Kano (Nigeria): A Boko Haram faction led by the son of the group’s founder is trying to win over civilians by shunning the indiscriminate violence of its longtime figurehead that has alienated locals.
Eyewitnesses to a spate of recent raids attributed to Islamist fighters loyal to Abu Musab Al-Barnawi in northeast Nigeria have said they repeatedly told villagers they would not be harmed.
Others say mass violence has been reduced in parts of the northern Borno state around Lake Chad now controlled by Barnawi and Mamman Nur, his right-hand man who is seen by some as the real leader.
But experts tracking the eight-year conflict said it might be a calculated tactic purely to win support.
Herdsman Jabbi Sambo said jihadists loyal to the elusive Boko Haram chief, Abubakar Shekau, repeatedly stole or killed their prized cattle, abducted women and children, and razed their homes.
“Things changed dramatically” when Nur took over control of the Lake Chad area, Sambo, from the town of Shuwaram, he told a foreign news agency.
“The raids and the killings stopped and we were free to move with our herds for grazing.”
Nur, the alleged mastermind behind the 2011 bombing of a UN building in Abuja that killed 24, told them in person that he “wanted to build trust and confidence between his group and people in the area”.
The only proviso was that they did not cooperate with the military, he added.
Balaraba Abdullahi was abducted from Baga in January 2014 and was held for three years by the group, whose insurgency has killed at least 20,000 people and made more than 2.6 million homeless.
She said conditions were “extreme” in the bush, with a lack of food and widespread disease, while “executions and amputations” for crimes such as adultery, spying or theft were commonplace.
“A little offence would attract death.
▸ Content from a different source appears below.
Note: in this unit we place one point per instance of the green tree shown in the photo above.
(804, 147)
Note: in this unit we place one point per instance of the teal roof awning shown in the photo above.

All of these happened under Shekau but things changed under Mamman Nur,” said the 20-year-old, who was eventually released.
Shekau pledged allegiance to the Islamic State group in March 2015, but in August last year it announced that Barnawi was in charge of its “West Africa province”.
Barnawi, whose father Mohammed Yusuf founded Boko Haram in 2002 with Shekau as his deputy, has criticised the latter’s indiscriminate targeting of civilians and fellow Muslims.
Instead of suicide bombings causing mass casualties, his faction has vowed to concentrate on fighting “Christian crusaders” in Africa, as well as the government and military.
Yan St-Pierre, from the Modern Security Consulting Group in Berlin, said the Barnawi faction was “keeping a low profile and is looking for support in local communities”.
“It’s patiently developing networks around Lake Chad to set itself up for the long term, a bit like Daesh is doing in Iraq and Syria,” he added, using an Arabic acronym for IS.
Omar Mahmood, a researcher with the Institute for Security Studies in Pretoria, said Barnawi’s men were seeking to gain ground and build up their capacity to attack.
The idea was to create a “sustainable safe haven” after being forced out of captured towns and villages by a regional military counter-offensive that began in early 2015.
Despite the reassurances of Barnawi fighters, recent events demonstrate the group is still willing to kill civilians.
Last week, three men from Kalari Abdiye in the Konduga area were killed after being accused of providing information to the military. A fourth was mutilated.
Abubakar Gamandi, the head of the Borno fishermen’s union, said his members had warned people that the apparently conciliatory approach was only “skin-deep”.
“They may not be as vicious as Shekau and his men but the Mamman Nur faction cannot be trusted. They are only projecting a humane face because it suits their agenda,” he said.
“If they have to kill to achieve their goal they will be as bad as Shekau or worse. It is all about interest.”
Gamandi said Barnawi’s men slaughtered a cattle driver’s 100 cows “as punishment for selling herds to ‘infidels'” and whipped a fisherman who wanted to sell his catch back home rather than to the group.
Food is looted from civilians who rely on handouts from aid agencies, he said.
In effect they were “killing slowly through hunger”, Gamandi said.
Marc-Antoine Perouse de Montclos, from the French Institute of Geopolitics in Paris, said the tactics showed how both factions of Boko Haram were still locally focused.
There appeared to be no financing or even foreign fighters from IS, he said, adding: “The only concrete link… is they have helped Boko Haram’s publicity by relaying it around the world.”